Travis Weber is Director of the Center for Religious Liberty at Family Research Council. This article appeared in CNS News on June 8, 2015.
Just over one month ago, at oral arguments for the same-sex marriage cases before the Supreme Court, President Obama left no doubt as to his legal strategy to marginalize and punish people for their belief in natural marriage.
At those arguments, the man responsible for advancing the Administration’s legal positions before the Court, Solicitor General Donald Verrilli, stated “it is going to be an issue” if a college or university wanted to retain its tax-exempt status and at the same time hold on to its view that marriage is between a man and a woman.
This admission alone demonstrates the need to protect those whose views put them in the crosshairs of an Administration seeking to enforce its own morality on the culture.
Yet many others have already been targeted at the state level for their beliefs about marriage. Religious associations have been forced to open their facilities.

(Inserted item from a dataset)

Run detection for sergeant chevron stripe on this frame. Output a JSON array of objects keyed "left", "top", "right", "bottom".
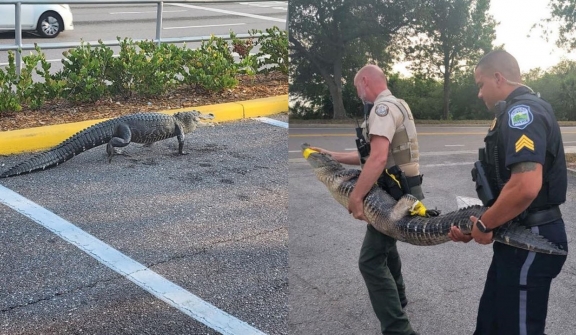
[{"left": 515, "top": 134, "right": 534, "bottom": 152}]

Judges have been barred from joining nonprofit organizations. State officials have shut down longstanding adoption and foster care providers, and have severed partnerships with Catholic Charities as it tries to serve needy children. States have used their power to punish counselors seeking to follow their consciences. In one case, a social worker had his job threatened and was forced to defend his license before a state board because he said that he believed kids should have a mom and a dad.

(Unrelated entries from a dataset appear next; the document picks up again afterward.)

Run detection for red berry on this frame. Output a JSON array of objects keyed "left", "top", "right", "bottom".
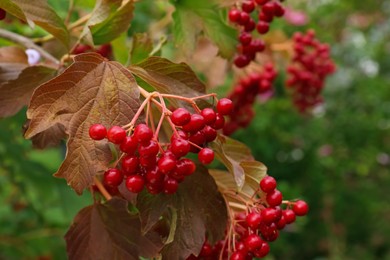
[
  {"left": 96, "top": 44, "right": 112, "bottom": 58},
  {"left": 146, "top": 167, "right": 164, "bottom": 184},
  {"left": 121, "top": 155, "right": 139, "bottom": 175},
  {"left": 120, "top": 136, "right": 138, "bottom": 154},
  {"left": 266, "top": 189, "right": 283, "bottom": 207},
  {"left": 199, "top": 242, "right": 213, "bottom": 257},
  {"left": 175, "top": 158, "right": 196, "bottom": 176},
  {"left": 171, "top": 130, "right": 188, "bottom": 142},
  {"left": 262, "top": 2, "right": 275, "bottom": 16},
  {"left": 238, "top": 12, "right": 250, "bottom": 25},
  {"left": 239, "top": 32, "right": 252, "bottom": 46},
  {"left": 171, "top": 108, "right": 191, "bottom": 126},
  {"left": 228, "top": 9, "right": 241, "bottom": 23},
  {"left": 202, "top": 125, "right": 217, "bottom": 142},
  {"left": 182, "top": 114, "right": 206, "bottom": 133},
  {"left": 0, "top": 9, "right": 6, "bottom": 20},
  {"left": 255, "top": 0, "right": 269, "bottom": 5},
  {"left": 230, "top": 251, "right": 246, "bottom": 260},
  {"left": 260, "top": 176, "right": 277, "bottom": 193},
  {"left": 244, "top": 19, "right": 256, "bottom": 32},
  {"left": 138, "top": 140, "right": 159, "bottom": 157},
  {"left": 251, "top": 39, "right": 266, "bottom": 52},
  {"left": 254, "top": 242, "right": 270, "bottom": 258},
  {"left": 107, "top": 126, "right": 126, "bottom": 144},
  {"left": 201, "top": 108, "right": 217, "bottom": 125},
  {"left": 276, "top": 215, "right": 286, "bottom": 229},
  {"left": 134, "top": 124, "right": 153, "bottom": 143},
  {"left": 293, "top": 200, "right": 309, "bottom": 216},
  {"left": 234, "top": 55, "right": 250, "bottom": 68},
  {"left": 158, "top": 155, "right": 177, "bottom": 174},
  {"left": 170, "top": 138, "right": 190, "bottom": 158},
  {"left": 244, "top": 234, "right": 263, "bottom": 251},
  {"left": 72, "top": 44, "right": 92, "bottom": 54},
  {"left": 273, "top": 2, "right": 285, "bottom": 17},
  {"left": 198, "top": 148, "right": 214, "bottom": 164},
  {"left": 163, "top": 178, "right": 179, "bottom": 194},
  {"left": 242, "top": 1, "right": 255, "bottom": 13},
  {"left": 125, "top": 175, "right": 145, "bottom": 193},
  {"left": 283, "top": 209, "right": 296, "bottom": 224},
  {"left": 89, "top": 124, "right": 107, "bottom": 140},
  {"left": 258, "top": 11, "right": 273, "bottom": 22},
  {"left": 261, "top": 208, "right": 278, "bottom": 224},
  {"left": 213, "top": 113, "right": 225, "bottom": 130},
  {"left": 246, "top": 212, "right": 262, "bottom": 230},
  {"left": 140, "top": 155, "right": 157, "bottom": 169},
  {"left": 217, "top": 98, "right": 233, "bottom": 116},
  {"left": 103, "top": 168, "right": 123, "bottom": 187},
  {"left": 256, "top": 21, "right": 270, "bottom": 34}
]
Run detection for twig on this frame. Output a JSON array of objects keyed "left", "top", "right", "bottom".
[
  {"left": 0, "top": 29, "right": 60, "bottom": 65},
  {"left": 94, "top": 176, "right": 112, "bottom": 200}
]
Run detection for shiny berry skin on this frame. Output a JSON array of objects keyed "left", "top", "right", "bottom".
[
  {"left": 239, "top": 32, "right": 252, "bottom": 46},
  {"left": 140, "top": 155, "right": 157, "bottom": 169},
  {"left": 203, "top": 126, "right": 217, "bottom": 142},
  {"left": 103, "top": 168, "right": 123, "bottom": 187},
  {"left": 171, "top": 130, "right": 188, "bottom": 142},
  {"left": 107, "top": 126, "right": 126, "bottom": 144},
  {"left": 199, "top": 242, "right": 213, "bottom": 257},
  {"left": 293, "top": 200, "right": 309, "bottom": 216},
  {"left": 134, "top": 124, "right": 153, "bottom": 143},
  {"left": 244, "top": 19, "right": 256, "bottom": 32},
  {"left": 242, "top": 1, "right": 255, "bottom": 13},
  {"left": 234, "top": 55, "right": 250, "bottom": 68},
  {"left": 260, "top": 176, "right": 277, "bottom": 193},
  {"left": 175, "top": 158, "right": 196, "bottom": 176},
  {"left": 182, "top": 114, "right": 206, "bottom": 133},
  {"left": 0, "top": 9, "right": 6, "bottom": 20},
  {"left": 72, "top": 44, "right": 92, "bottom": 54},
  {"left": 254, "top": 242, "right": 270, "bottom": 258},
  {"left": 261, "top": 208, "right": 278, "bottom": 224},
  {"left": 228, "top": 9, "right": 241, "bottom": 23},
  {"left": 273, "top": 2, "right": 285, "bottom": 17},
  {"left": 283, "top": 209, "right": 296, "bottom": 224},
  {"left": 163, "top": 178, "right": 179, "bottom": 194},
  {"left": 121, "top": 155, "right": 139, "bottom": 174},
  {"left": 138, "top": 140, "right": 159, "bottom": 157},
  {"left": 125, "top": 175, "right": 145, "bottom": 193},
  {"left": 246, "top": 212, "right": 262, "bottom": 230},
  {"left": 217, "top": 98, "right": 233, "bottom": 115},
  {"left": 256, "top": 21, "right": 270, "bottom": 34},
  {"left": 201, "top": 108, "right": 217, "bottom": 125},
  {"left": 230, "top": 251, "right": 246, "bottom": 260},
  {"left": 120, "top": 136, "right": 138, "bottom": 154},
  {"left": 276, "top": 215, "right": 286, "bottom": 229},
  {"left": 171, "top": 108, "right": 191, "bottom": 126},
  {"left": 262, "top": 2, "right": 275, "bottom": 16},
  {"left": 213, "top": 113, "right": 225, "bottom": 130},
  {"left": 89, "top": 124, "right": 107, "bottom": 140},
  {"left": 238, "top": 12, "right": 250, "bottom": 25},
  {"left": 171, "top": 138, "right": 190, "bottom": 158},
  {"left": 158, "top": 156, "right": 176, "bottom": 174},
  {"left": 198, "top": 148, "right": 214, "bottom": 164},
  {"left": 266, "top": 189, "right": 283, "bottom": 207},
  {"left": 244, "top": 234, "right": 263, "bottom": 251}
]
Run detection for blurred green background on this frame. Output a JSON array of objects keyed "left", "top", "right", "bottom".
[{"left": 1, "top": 0, "right": 389, "bottom": 259}]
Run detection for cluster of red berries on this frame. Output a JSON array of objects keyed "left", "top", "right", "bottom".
[
  {"left": 187, "top": 175, "right": 308, "bottom": 259},
  {"left": 89, "top": 98, "right": 233, "bottom": 195},
  {"left": 228, "top": 0, "right": 285, "bottom": 68},
  {"left": 72, "top": 43, "right": 112, "bottom": 58},
  {"left": 0, "top": 8, "right": 6, "bottom": 20},
  {"left": 286, "top": 30, "right": 336, "bottom": 113},
  {"left": 223, "top": 63, "right": 277, "bottom": 135}
]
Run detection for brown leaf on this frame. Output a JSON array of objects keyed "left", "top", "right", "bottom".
[
  {"left": 0, "top": 65, "right": 56, "bottom": 118},
  {"left": 0, "top": 46, "right": 28, "bottom": 64},
  {"left": 128, "top": 56, "right": 206, "bottom": 108},
  {"left": 26, "top": 122, "right": 66, "bottom": 149},
  {"left": 129, "top": 33, "right": 153, "bottom": 65},
  {"left": 25, "top": 53, "right": 141, "bottom": 194},
  {"left": 210, "top": 134, "right": 255, "bottom": 189},
  {"left": 65, "top": 198, "right": 141, "bottom": 260},
  {"left": 137, "top": 166, "right": 228, "bottom": 259}
]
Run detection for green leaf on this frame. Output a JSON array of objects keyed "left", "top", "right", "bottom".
[
  {"left": 129, "top": 33, "right": 153, "bottom": 65},
  {"left": 82, "top": 0, "right": 134, "bottom": 45},
  {"left": 137, "top": 166, "right": 228, "bottom": 259},
  {"left": 0, "top": 0, "right": 69, "bottom": 47}
]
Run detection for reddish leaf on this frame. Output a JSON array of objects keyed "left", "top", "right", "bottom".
[
  {"left": 0, "top": 46, "right": 28, "bottom": 86},
  {"left": 23, "top": 121, "right": 66, "bottom": 149},
  {"left": 65, "top": 198, "right": 141, "bottom": 260},
  {"left": 24, "top": 53, "right": 141, "bottom": 194},
  {"left": 128, "top": 57, "right": 207, "bottom": 108},
  {"left": 137, "top": 166, "right": 228, "bottom": 259},
  {"left": 0, "top": 65, "right": 56, "bottom": 118}
]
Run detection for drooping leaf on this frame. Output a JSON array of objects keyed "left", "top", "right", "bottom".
[
  {"left": 0, "top": 46, "right": 28, "bottom": 86},
  {"left": 81, "top": 0, "right": 134, "bottom": 45},
  {"left": 129, "top": 33, "right": 153, "bottom": 65},
  {"left": 128, "top": 57, "right": 206, "bottom": 108},
  {"left": 0, "top": 0, "right": 69, "bottom": 47},
  {"left": 65, "top": 198, "right": 141, "bottom": 260},
  {"left": 24, "top": 53, "right": 141, "bottom": 194},
  {"left": 137, "top": 166, "right": 228, "bottom": 259},
  {"left": 23, "top": 121, "right": 66, "bottom": 149},
  {"left": 0, "top": 65, "right": 56, "bottom": 118},
  {"left": 210, "top": 134, "right": 256, "bottom": 188}
]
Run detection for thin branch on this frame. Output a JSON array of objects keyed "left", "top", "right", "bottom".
[{"left": 0, "top": 29, "right": 60, "bottom": 65}]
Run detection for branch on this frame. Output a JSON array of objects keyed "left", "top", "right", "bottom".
[{"left": 0, "top": 29, "right": 60, "bottom": 65}]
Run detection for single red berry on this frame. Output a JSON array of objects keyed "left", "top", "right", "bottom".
[
  {"left": 199, "top": 242, "right": 213, "bottom": 257},
  {"left": 234, "top": 55, "right": 250, "bottom": 68},
  {"left": 255, "top": 0, "right": 270, "bottom": 5},
  {"left": 121, "top": 155, "right": 139, "bottom": 175},
  {"left": 125, "top": 175, "right": 145, "bottom": 193},
  {"left": 182, "top": 114, "right": 206, "bottom": 133},
  {"left": 170, "top": 138, "right": 190, "bottom": 158},
  {"left": 134, "top": 124, "right": 153, "bottom": 143},
  {"left": 138, "top": 140, "right": 159, "bottom": 157},
  {"left": 242, "top": 1, "right": 255, "bottom": 13},
  {"left": 171, "top": 108, "right": 191, "bottom": 126},
  {"left": 146, "top": 182, "right": 163, "bottom": 194},
  {"left": 201, "top": 108, "right": 217, "bottom": 125},
  {"left": 217, "top": 98, "right": 233, "bottom": 116},
  {"left": 120, "top": 136, "right": 138, "bottom": 154},
  {"left": 261, "top": 208, "right": 278, "bottom": 224},
  {"left": 228, "top": 9, "right": 241, "bottom": 23},
  {"left": 96, "top": 44, "right": 112, "bottom": 58},
  {"left": 256, "top": 21, "right": 270, "bottom": 34},
  {"left": 276, "top": 215, "right": 286, "bottom": 229},
  {"left": 146, "top": 167, "right": 164, "bottom": 184},
  {"left": 262, "top": 2, "right": 275, "bottom": 16},
  {"left": 198, "top": 148, "right": 214, "bottom": 164},
  {"left": 258, "top": 11, "right": 273, "bottom": 22},
  {"left": 283, "top": 209, "right": 296, "bottom": 224},
  {"left": 238, "top": 12, "right": 250, "bottom": 25},
  {"left": 260, "top": 176, "right": 277, "bottom": 193},
  {"left": 273, "top": 2, "right": 285, "bottom": 17},
  {"left": 158, "top": 155, "right": 177, "bottom": 174},
  {"left": 0, "top": 9, "right": 6, "bottom": 20},
  {"left": 140, "top": 155, "right": 157, "bottom": 169},
  {"left": 239, "top": 32, "right": 252, "bottom": 46},
  {"left": 163, "top": 178, "right": 179, "bottom": 194},
  {"left": 89, "top": 124, "right": 107, "bottom": 140},
  {"left": 266, "top": 189, "right": 283, "bottom": 207},
  {"left": 234, "top": 242, "right": 248, "bottom": 254},
  {"left": 107, "top": 126, "right": 126, "bottom": 144},
  {"left": 230, "top": 251, "right": 246, "bottom": 260},
  {"left": 171, "top": 130, "right": 189, "bottom": 142},
  {"left": 72, "top": 44, "right": 92, "bottom": 54},
  {"left": 244, "top": 234, "right": 263, "bottom": 251},
  {"left": 103, "top": 168, "right": 123, "bottom": 187},
  {"left": 246, "top": 212, "right": 262, "bottom": 230},
  {"left": 253, "top": 242, "right": 270, "bottom": 258},
  {"left": 213, "top": 113, "right": 225, "bottom": 130},
  {"left": 202, "top": 125, "right": 217, "bottom": 142},
  {"left": 175, "top": 158, "right": 196, "bottom": 176},
  {"left": 244, "top": 19, "right": 256, "bottom": 32},
  {"left": 293, "top": 200, "right": 309, "bottom": 216}
]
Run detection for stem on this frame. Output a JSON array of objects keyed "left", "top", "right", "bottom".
[
  {"left": 0, "top": 29, "right": 60, "bottom": 65},
  {"left": 94, "top": 177, "right": 112, "bottom": 200},
  {"left": 65, "top": 0, "right": 75, "bottom": 25}
]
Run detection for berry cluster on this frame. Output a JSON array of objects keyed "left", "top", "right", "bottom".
[
  {"left": 187, "top": 175, "right": 308, "bottom": 259},
  {"left": 0, "top": 8, "right": 6, "bottom": 20},
  {"left": 223, "top": 63, "right": 277, "bottom": 135},
  {"left": 89, "top": 97, "right": 233, "bottom": 195},
  {"left": 286, "top": 30, "right": 336, "bottom": 113},
  {"left": 72, "top": 43, "right": 113, "bottom": 58},
  {"left": 228, "top": 0, "right": 285, "bottom": 68}
]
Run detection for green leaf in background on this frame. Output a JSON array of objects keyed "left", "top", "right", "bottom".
[
  {"left": 129, "top": 33, "right": 153, "bottom": 65},
  {"left": 82, "top": 0, "right": 134, "bottom": 46},
  {"left": 0, "top": 0, "right": 69, "bottom": 47}
]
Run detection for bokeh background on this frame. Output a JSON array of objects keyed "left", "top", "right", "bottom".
[{"left": 1, "top": 0, "right": 389, "bottom": 259}]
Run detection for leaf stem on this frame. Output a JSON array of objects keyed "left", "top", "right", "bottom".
[
  {"left": 0, "top": 29, "right": 60, "bottom": 65},
  {"left": 94, "top": 176, "right": 112, "bottom": 200}
]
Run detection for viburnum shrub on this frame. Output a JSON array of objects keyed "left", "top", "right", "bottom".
[{"left": 0, "top": 0, "right": 331, "bottom": 259}]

In the face of the Obama Administration’s strategy to marginalize those with “unacceptable” beliefs—which we now know by its own admission before the Supreme Court—the need for federal protections to prevent the government from discriminating against schools and other organizations because of their beliefs about marriage is all the more urgent.
That is why numerous university presidents are calling for such protections today—protections like those contained in the Marriage and Religious Freedom Act, introduced in the 113th Congress with over 103 cosponsors in the House and 17 in the Senate. This legislation prevents the government from discriminating in the areas of tax exempt status, grants, contracts, licensing, certification, or accreditation—among other areas—against individuals and entities simply because of their belief that marriage is between a man and a woman.

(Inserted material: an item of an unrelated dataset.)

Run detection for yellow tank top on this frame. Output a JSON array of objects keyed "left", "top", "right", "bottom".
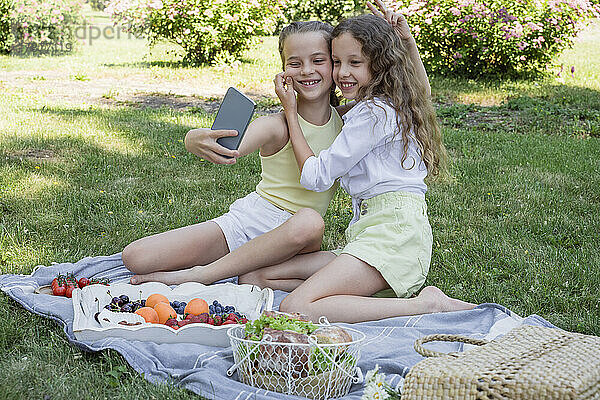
[{"left": 256, "top": 107, "right": 343, "bottom": 216}]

With these protections, the government would not be able to disqualify natural marriage supporters from doing good work in the public space, and would thereby protect the schools clearly at risk in light of the Solicitor General’s recent comments.
These schools accomplish the difficult yet vital work of educating our young people. Their beliefs are integral to what they do, and they will not compromise their convictions for any tax benefit.
However, the tax exempt status they enjoy helps them to offer quality education to millions of young people.
Yet the federal government is on the verge of excluding these schools from the public square and effectively eliminating the entirety of their good work simply because they believe marriage is between a man and a woman.
The federal government should not be using its heavy hand to pick favorites in the public arena. While schools may be the target now, other nonprofits will be next. Eventually it may be churches.
Over the past year, the Obama Administration has made clear that it will use any possible method—whether federal contracting, school funding, and now tax exempt status—to establish and enforce its view of morality on the private religious sphere by redefining marriage. If the court redefines marriage by mandating it as a constitutional right, the impact will be significant. Religious organizations must be left free to determine their own beliefs, which cannot be co-opted by the State.
Nothing less than individual and organizational freedom is at stake.